Contamination fongique dans les immeubles publics : effets sur la santé et méthodes d'évaluation (suite)

2. Effets sur la santé associés à la présence de moisissures en milieu intérieur (suite)

2.3 Études chez les animaux

Plusieurs études expérimentales sur des modèles animaux exposés à des cellules, à des antigènes ou à des constituants fongiques ont mis en évidence des effets similaires à ceux observés chez les humains dans les études épidémiologiques, tels que l’éosinophilie et une élévation des IgE sériques.

  • Une dose quotidienne de 8 mg d’un extrait de Penicillium chrysogenum nébulisé dans un soluté tampon de phosphate a été administrée par inhalation à 24 cobayes albinos adultes.
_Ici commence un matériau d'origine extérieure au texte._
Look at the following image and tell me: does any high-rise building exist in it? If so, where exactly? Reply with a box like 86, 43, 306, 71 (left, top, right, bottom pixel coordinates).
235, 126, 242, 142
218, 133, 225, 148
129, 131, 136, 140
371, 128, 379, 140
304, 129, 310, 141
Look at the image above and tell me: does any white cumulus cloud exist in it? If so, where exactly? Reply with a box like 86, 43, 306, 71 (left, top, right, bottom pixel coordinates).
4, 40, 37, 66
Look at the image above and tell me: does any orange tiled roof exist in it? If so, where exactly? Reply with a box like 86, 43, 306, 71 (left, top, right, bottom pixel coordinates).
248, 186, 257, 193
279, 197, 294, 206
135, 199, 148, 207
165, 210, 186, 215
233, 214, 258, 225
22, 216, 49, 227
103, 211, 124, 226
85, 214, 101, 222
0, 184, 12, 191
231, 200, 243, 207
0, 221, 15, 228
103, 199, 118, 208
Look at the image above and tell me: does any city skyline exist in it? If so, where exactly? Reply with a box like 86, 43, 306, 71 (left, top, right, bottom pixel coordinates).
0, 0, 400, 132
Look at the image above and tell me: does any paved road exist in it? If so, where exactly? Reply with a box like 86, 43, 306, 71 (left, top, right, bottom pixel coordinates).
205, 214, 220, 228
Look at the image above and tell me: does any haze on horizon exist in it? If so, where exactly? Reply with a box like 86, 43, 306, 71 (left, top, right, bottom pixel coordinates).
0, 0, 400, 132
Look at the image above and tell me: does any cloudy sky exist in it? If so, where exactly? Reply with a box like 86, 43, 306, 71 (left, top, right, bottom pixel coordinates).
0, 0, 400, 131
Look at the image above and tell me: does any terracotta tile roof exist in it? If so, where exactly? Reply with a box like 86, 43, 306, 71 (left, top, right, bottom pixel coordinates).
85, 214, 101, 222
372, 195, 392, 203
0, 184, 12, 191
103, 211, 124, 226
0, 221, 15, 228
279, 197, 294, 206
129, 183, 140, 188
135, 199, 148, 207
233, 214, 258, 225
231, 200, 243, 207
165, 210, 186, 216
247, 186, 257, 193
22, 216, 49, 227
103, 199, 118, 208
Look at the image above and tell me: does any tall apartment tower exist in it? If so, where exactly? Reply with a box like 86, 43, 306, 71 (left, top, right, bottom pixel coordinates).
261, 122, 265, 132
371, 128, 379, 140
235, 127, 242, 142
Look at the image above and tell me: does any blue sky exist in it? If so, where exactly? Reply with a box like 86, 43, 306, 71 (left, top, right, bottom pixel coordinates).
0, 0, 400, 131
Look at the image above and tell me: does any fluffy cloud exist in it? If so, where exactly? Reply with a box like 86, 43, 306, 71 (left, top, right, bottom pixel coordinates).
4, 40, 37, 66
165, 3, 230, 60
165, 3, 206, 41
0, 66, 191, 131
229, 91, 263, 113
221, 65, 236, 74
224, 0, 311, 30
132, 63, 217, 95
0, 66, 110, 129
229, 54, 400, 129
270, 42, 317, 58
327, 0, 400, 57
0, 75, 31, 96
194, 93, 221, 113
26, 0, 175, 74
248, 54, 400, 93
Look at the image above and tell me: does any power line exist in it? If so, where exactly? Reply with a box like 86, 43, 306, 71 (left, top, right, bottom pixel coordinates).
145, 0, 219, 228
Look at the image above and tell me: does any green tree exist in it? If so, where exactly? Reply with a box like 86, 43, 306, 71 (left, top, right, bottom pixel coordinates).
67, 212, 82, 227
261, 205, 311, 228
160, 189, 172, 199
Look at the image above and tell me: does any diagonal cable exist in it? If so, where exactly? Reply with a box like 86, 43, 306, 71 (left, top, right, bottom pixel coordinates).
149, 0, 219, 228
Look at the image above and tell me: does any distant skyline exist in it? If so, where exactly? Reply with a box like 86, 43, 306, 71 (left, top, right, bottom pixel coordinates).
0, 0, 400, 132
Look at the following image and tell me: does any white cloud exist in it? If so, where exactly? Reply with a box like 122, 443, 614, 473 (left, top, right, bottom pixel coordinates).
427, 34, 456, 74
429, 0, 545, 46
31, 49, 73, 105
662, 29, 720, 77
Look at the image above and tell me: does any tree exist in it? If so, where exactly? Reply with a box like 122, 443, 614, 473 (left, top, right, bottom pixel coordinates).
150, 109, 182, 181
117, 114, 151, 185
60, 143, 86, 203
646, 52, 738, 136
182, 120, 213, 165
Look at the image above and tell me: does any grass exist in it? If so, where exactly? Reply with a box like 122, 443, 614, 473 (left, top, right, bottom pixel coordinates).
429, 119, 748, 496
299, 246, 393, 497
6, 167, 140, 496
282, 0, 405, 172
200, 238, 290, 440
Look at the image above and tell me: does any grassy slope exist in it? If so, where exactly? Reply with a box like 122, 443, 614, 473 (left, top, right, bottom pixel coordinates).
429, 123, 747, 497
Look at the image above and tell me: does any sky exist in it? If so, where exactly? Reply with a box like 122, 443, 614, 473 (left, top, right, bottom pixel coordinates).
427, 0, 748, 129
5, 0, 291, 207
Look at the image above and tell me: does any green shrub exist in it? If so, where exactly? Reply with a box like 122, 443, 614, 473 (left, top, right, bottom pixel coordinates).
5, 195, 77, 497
Deux de ces cobayes ont été sacrifiés chaque semaine (jusqu’à 12 semaines). Douze autres cobayes ont été traités dans les mêmes conditions, mais n’ont reçu qu’un soluté tampon de phosphate. Chaque semaine, un de ces cobayes était sacrifié. Tout au long de l’expérience, aucune lésion histopathologique n’a été observée dans le groupe témoin, mais on a observé la présence d’infiltrats interstitiels après quatre semaines et, après 10 semaines, l’apparition de granulomes dans les alvéoles des animaux exposés à Penicillium. Chez ces derniers, des anticorps IgM et IgG spécifiques de P. Notatum ont pu être décelés après sept semaines (Alonso et coll., 1998).

  • Une expérience analogue réalisée à partir d’un extrait de Rhizopus nigrans a mené à des résultats similaires : détection d’anticorps IgG spécifiques de R. nigrans après le délai de 7 semaines, présence d’infiltrats interstitiels après 4 semaines et apparition de granulomes après 10 semaines dans les alvéoles des animaux exposés à Rhizopus (Alonso et coll., 1997).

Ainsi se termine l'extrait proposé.